The draft Green Code classifies the McCarley Gardens site at the corner of Michigan Avenue and Virginia Street as a “Residential Campus.” While at first glance that may sound reassuring to the 140+ families living in the predominately black, low-income townhouse development in the shadows of the Buffalo Niagara Medical Campus, the details suggest otherwise.
In the hands of ardent “mixed use” proponents, the term “residential” just does not mean what it customarily does. The Brown Administration’s land use plan does little, if anything, to protect the current residents from being pushed out of their homes in order to make way for new and profitable development. To the contrary, by virtue of the types of uses that would be allow on the so-called “Residential Campus,” the Green Code as currently drafted provides a major incentive for developers to purchase and demolish McCarley Gardens. The 23 townhouse buildings could be profitably replaced with an up-scale project that could include everything from medical clinics, residential care facilities, professional offices, and retail and service establishments, to hotels, restaurants (with outdoor dining and live entertainment), and taverns.

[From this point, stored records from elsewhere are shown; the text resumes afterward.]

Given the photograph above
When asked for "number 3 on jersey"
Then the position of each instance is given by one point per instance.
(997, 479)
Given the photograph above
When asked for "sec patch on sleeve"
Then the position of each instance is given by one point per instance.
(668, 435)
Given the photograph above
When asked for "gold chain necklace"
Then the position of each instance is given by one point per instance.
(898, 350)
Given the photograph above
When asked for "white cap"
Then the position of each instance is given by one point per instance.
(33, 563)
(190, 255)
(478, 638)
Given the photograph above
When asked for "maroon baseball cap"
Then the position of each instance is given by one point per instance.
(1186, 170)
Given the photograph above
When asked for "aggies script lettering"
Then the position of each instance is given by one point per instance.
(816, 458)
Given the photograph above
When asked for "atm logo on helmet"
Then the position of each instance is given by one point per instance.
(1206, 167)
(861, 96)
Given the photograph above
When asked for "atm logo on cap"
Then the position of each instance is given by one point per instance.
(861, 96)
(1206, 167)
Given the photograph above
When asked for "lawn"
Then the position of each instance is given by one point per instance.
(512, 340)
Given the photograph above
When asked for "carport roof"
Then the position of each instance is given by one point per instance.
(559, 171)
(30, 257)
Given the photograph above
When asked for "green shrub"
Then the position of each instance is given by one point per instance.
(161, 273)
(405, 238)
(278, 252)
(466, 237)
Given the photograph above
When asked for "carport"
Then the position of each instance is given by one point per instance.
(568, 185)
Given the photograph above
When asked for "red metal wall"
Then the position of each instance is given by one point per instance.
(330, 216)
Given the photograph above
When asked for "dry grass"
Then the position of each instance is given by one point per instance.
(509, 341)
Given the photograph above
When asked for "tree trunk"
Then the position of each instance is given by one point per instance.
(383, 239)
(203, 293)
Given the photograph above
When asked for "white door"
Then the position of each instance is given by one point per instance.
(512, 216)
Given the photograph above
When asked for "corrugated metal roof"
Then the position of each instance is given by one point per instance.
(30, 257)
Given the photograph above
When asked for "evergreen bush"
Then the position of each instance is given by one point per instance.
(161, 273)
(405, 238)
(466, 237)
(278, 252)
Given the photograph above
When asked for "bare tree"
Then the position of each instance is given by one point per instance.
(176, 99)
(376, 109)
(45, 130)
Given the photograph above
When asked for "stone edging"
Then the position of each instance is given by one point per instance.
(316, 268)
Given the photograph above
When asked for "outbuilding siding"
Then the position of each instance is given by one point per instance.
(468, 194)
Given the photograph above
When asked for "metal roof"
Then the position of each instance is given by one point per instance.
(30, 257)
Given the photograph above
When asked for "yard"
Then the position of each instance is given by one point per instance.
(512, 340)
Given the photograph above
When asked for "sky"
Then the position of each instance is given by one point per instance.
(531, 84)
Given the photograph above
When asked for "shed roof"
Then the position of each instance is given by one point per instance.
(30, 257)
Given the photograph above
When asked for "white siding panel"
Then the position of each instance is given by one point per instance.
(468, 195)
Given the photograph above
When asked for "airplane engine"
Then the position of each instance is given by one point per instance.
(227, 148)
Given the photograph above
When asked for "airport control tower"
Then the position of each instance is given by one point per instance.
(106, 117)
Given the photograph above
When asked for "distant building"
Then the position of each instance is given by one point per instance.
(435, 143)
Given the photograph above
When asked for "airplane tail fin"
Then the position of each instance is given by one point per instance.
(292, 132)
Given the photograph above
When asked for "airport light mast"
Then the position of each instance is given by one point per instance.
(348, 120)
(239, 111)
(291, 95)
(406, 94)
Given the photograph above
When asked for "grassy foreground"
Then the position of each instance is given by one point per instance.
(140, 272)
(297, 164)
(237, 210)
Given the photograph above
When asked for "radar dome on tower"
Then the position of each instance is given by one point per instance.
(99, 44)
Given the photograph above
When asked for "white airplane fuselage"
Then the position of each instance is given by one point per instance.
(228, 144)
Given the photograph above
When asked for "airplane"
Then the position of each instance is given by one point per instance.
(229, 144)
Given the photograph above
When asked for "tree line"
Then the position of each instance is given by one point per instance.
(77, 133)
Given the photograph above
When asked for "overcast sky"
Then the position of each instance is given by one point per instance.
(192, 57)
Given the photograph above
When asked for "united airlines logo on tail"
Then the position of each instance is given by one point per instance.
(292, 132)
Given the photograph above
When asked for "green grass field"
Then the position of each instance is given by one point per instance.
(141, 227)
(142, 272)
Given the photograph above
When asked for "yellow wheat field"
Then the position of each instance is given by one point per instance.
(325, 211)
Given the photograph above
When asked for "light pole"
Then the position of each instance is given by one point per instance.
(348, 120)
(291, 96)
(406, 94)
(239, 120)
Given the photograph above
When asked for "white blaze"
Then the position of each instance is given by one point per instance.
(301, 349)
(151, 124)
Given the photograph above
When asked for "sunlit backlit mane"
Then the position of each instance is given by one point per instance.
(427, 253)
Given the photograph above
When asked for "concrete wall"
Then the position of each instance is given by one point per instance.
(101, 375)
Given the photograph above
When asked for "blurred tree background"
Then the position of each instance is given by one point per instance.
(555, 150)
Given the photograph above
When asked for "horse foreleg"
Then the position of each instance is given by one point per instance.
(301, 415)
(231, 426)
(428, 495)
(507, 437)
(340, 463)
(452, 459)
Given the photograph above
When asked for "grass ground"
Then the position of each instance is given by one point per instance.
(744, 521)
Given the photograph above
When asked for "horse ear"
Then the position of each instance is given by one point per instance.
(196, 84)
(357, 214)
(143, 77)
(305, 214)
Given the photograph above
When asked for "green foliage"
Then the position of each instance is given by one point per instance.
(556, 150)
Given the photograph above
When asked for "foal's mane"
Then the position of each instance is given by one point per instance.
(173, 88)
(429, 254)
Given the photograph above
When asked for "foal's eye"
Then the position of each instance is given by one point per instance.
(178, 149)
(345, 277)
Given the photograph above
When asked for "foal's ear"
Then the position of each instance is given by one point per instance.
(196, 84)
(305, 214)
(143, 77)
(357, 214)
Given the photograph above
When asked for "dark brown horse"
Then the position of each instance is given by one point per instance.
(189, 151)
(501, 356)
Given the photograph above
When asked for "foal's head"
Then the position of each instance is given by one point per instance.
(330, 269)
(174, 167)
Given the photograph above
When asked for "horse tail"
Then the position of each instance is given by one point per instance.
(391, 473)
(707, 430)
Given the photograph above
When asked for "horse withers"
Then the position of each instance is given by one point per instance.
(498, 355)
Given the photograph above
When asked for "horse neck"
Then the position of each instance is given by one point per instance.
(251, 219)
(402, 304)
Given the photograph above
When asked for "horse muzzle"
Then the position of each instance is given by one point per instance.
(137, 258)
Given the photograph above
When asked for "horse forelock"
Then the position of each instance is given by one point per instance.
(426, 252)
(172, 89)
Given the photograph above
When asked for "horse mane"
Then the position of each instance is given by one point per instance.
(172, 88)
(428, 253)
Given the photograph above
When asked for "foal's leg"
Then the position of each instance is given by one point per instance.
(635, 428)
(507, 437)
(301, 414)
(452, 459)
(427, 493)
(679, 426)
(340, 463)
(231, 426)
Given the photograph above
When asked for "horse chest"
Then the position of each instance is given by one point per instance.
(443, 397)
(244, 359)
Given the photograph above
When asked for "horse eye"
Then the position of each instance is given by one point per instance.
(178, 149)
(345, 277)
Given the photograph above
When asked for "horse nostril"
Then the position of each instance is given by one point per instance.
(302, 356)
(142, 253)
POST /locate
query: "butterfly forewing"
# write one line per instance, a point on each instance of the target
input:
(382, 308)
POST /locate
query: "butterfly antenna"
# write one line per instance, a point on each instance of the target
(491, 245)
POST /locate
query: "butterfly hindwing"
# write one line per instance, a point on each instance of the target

Additionally, the draft Green Code’s lengthy list of non-residential uses and sizeable buildings permitted alongside the medical campus and on the predominately residential streets of the Fruit Belt neighborhood will fuel the speculative purchase of properties and gentrification—the displacement of the current homeowners and tenants in the historic community to the east of the medical campus.
The Green Code is now in the hands of Buffalo’s Common Council. We can only hope that each one will soon be able to answer the question: So, what activities could occur on my block if the Green Code is enacted?